In applications such as these, the vision system looks for precise colors or shapes, and it may be more beneficial to use supply prism-based CCD cameras that provide high spatial precision and true RGB values instead of interpolating color information from sensors that have Bayer filters. Only a handful of companies in the machine vision world produce these types of cameras that have dichroic coatings on the sensor. A customer could specify such a camera when building a system from the component level themselves or locate an ASMV provider and use one of their systems as a starting platform and put cameras such as these inside.

There is no Typical ASMV System

Both color and monochrome cameras are used in ASMV systems. In the industrial inspection market, color may not matter and get in the way while looking for defects. But in many imaging, microscopy, and other applications, color is more important.

Most cameras in ASMV systems are digital. Analog cameras aren't typically sold into ASMV applications at all in the life science industry, with the holdouts being in the defense industry that has long transition times.

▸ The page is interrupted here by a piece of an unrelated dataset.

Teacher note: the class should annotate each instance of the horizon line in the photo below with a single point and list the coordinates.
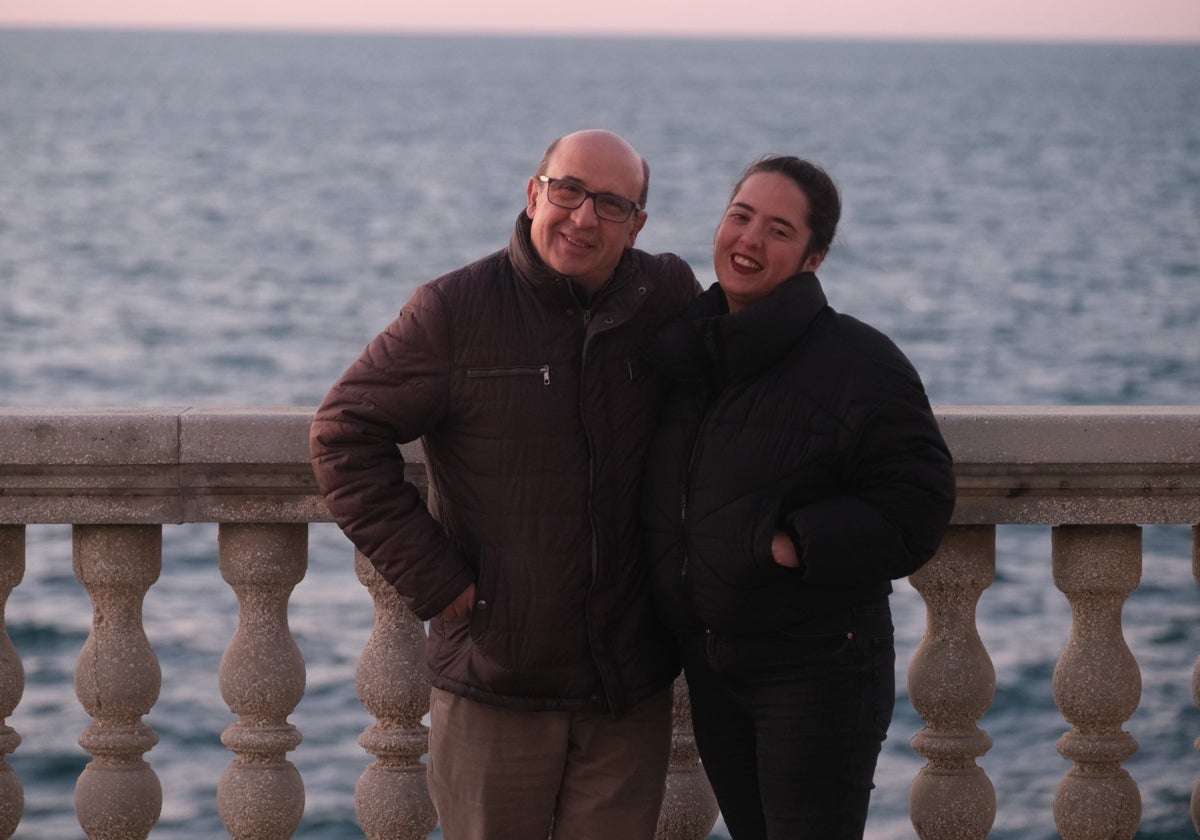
(649, 34)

When building a system from the component level, many users like the plug and play convenience and the direct connection advantage of USB 3.0 in life science industries. Their applications don't need GigE because they don't require large networked environments, and they don't want to wrestle with frame grabbers that may make their systems bigger, bulkier, or more cumbersome. But in ASMV systems, this is not as big an issue, since ASMV makers handle the design and remove some of the testing complexity.

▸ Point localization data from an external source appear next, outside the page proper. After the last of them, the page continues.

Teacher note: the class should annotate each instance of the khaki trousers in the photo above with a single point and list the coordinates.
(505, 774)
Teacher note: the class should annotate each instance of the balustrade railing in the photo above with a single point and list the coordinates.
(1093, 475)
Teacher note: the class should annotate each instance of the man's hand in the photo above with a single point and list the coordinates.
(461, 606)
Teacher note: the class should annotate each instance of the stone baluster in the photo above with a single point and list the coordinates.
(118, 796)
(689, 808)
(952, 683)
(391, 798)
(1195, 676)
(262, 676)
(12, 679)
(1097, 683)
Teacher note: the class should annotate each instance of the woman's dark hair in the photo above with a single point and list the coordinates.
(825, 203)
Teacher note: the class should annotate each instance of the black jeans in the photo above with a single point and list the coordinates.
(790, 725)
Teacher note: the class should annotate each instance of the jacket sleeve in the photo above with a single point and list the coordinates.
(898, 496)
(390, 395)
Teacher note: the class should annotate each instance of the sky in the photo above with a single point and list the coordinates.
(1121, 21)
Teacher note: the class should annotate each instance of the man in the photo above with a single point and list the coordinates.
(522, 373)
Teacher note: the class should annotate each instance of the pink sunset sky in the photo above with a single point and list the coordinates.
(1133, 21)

As the industry transitions more towards CMOS sensors, the life science industry is more of a holdout of CCDs than other industries. Pattern noise has been one knock against CMOS, because every pixel has its own amplifier and the readout is done differently so there can be a visible pattern in the image. In applications where clean images are needed, life science and even in astronomy markets, noise could still become an issue with CMOS when longer exposures are needed and CCDs should be used. CMOS is gradually winning over the holdouts and CCDs are no longer the only sensor that will provide accurate solutions. Whether component based or in an ASMV, the considerations are the same.